The volume of rock that can contain water is described by:
Porosity: Refers to the amount of pore space or voids within a rock.
Permeability: Refers to the capability of water to flow through those pore spaces.
Importance of Porosity and Permeability
Both porosity and permeability are critical in determining if a body of sediment can effectively serve as an aquifer.
A good aquifer requires:
Significant porosity (pore space).
Adequate permeability (for fluid flow).
Understanding Porosity
Porosity is the proportion of the total volume of a sediment or rock that consists of pore spaces.
Example with a beaker:
If a beaker filled with sand and gravel can hold water:
Pouring 1 liter into it fills those spaces, with 50% likely being open for water.
Influencing Factors of Porosity:
Size of Sediments: Larger grains create larger pore spaces (e.g., gravel versus clay).
Compaction: During lithification (the process of turning loose sediments into sedimentary rock), sediments become compacted, decreasing porosity.
Cementation: Materials like silica or iron oxide can fill pore spaces, further reducing porosity.
Sediment Shape: Rounder sediments typically have higher porosity than angular, lower-sphericity sediments, which have lower porosity when closer to their source.
Sorting: Well-sorted sediments can fill gaps better, increasing porosity.
Understanding Permeability
Permeability: The measure of how easily water can move through the pores. Even if a sediment is porous, it may not be permeable if the pores are not well connected.
Example scenarios:
High porosity and low permeability occur if larger pores do not connect effectively. Water movement will be slower in such conditions.
Conversely, high porosity and high permeability are favorable for aquifers, allowing easy flow of water.
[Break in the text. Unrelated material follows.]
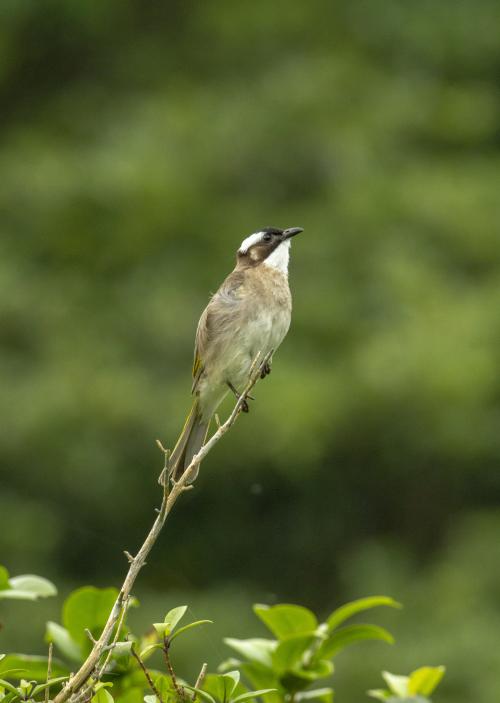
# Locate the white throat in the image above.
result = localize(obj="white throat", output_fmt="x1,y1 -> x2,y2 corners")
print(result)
263,239 -> 291,276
Characteristics of Aquifers
Aquifers are layers of rock that can store and transmit groundwater efficiently.
Types of Aquifers:
Unconfined Aquifers: Open to the surface; recharge occurs directly from rainfall or infiltration.
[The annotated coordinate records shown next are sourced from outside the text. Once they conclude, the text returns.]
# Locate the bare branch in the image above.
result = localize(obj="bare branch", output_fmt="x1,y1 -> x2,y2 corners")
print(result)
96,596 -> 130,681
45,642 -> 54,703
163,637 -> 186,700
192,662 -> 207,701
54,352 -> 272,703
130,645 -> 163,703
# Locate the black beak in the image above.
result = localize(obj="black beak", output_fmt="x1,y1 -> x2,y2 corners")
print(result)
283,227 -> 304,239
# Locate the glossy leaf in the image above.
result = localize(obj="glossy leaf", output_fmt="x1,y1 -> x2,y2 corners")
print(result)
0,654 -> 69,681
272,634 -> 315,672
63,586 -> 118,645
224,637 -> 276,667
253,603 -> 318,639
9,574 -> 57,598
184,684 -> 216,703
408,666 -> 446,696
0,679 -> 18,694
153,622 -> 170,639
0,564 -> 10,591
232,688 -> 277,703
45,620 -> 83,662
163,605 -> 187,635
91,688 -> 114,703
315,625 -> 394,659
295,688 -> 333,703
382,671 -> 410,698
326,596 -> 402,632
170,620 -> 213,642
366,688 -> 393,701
Confined Aquifers: Separated from recharge areas by low permeability layers called aquitards, restricting water flow into them.
Layers that restrict the flow of water are called Aquitards.
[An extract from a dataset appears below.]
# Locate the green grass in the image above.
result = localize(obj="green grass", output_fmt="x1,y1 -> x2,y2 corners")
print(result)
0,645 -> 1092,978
Groundwater Regions and Aquifers
In the Great Lakes region:
Predominant geology consists of sedimentary rocks (sandstone, limestone, shale).
Aquifer Mapping:
Areas of high permeability (sandstone aquifers) are represented in green; areas with low permeability (aquicludes/shale) are in tan/yellow.
Higher cities rely on aquifers (e.g., Grand Rapids, Kalamazoo).
Water Table and Groundwater Zones
Water Table: The surface of the saturated zone where pore spaces are filled with water.
Zones:
Saturated Zone: Below the water table, where all pore spaces are filled with water.
Unsaturated Zone: Above the water table, where pore spaces contain a mix of air and water.
Guidelines for Wells:
Wells must reach the saturated zone to access groundwater; otherwise, they are unsuccessful.
Fluctuations in Water Table
The water table is not a flat surface—it follows the topography of the landscape:
It fluctuates based on seasonal precipitation, snowmelt, and evaporation rates.
Example: Near Kalamazoo, variations in the water table were noted throughout the year related to seasonal weather patterns.
Groundwater Flow Dynamics
Groundwater flows from areas of high water table to low water table due to gravitational forces.
Movement is influenced by pressure differentials—water moves from high-pressure areas to low-pressure ones.
Rivers often maintain flows by receiving groundwater discharge.
Factors Influencing Groundwater Speed
Groundwater flow speeds are slow, typically only a few centimeters per day due to:
Friction with surrounding sediments and pore space complexities.
Local flows can vary from 1 cm to 1.4 m per day in unconsolidated sediments.
Regional flows in bedrock travel at rates from a few meters to hundreds of meters per year.
Groundwater Contamination Implications
Groundwater moves slowly, making it challenging to identify sources of contamination quickly.
Understanding the water table's elevation and flow rates is essential for assessing contamination impacts.
Monitoring is critical for remediation efforts and for predicting how contamination might affect surrounding areas.
Accessing Groundwater
The primary method to access groundwater is through wells:
Over half a million wells are drilled annually in the U.S.
Common types of wells include:
Traditional pumped wells.
Artesian wells that tap into pressurized aquifers.
Conclusion
Understanding the physical properties of aquifers, groundwater flow, and contamination issues are crucial for effective resource management and environmental protection.
Future discussions will include deeper exploration into Great Lakes inflows and outflows, using data from USGS.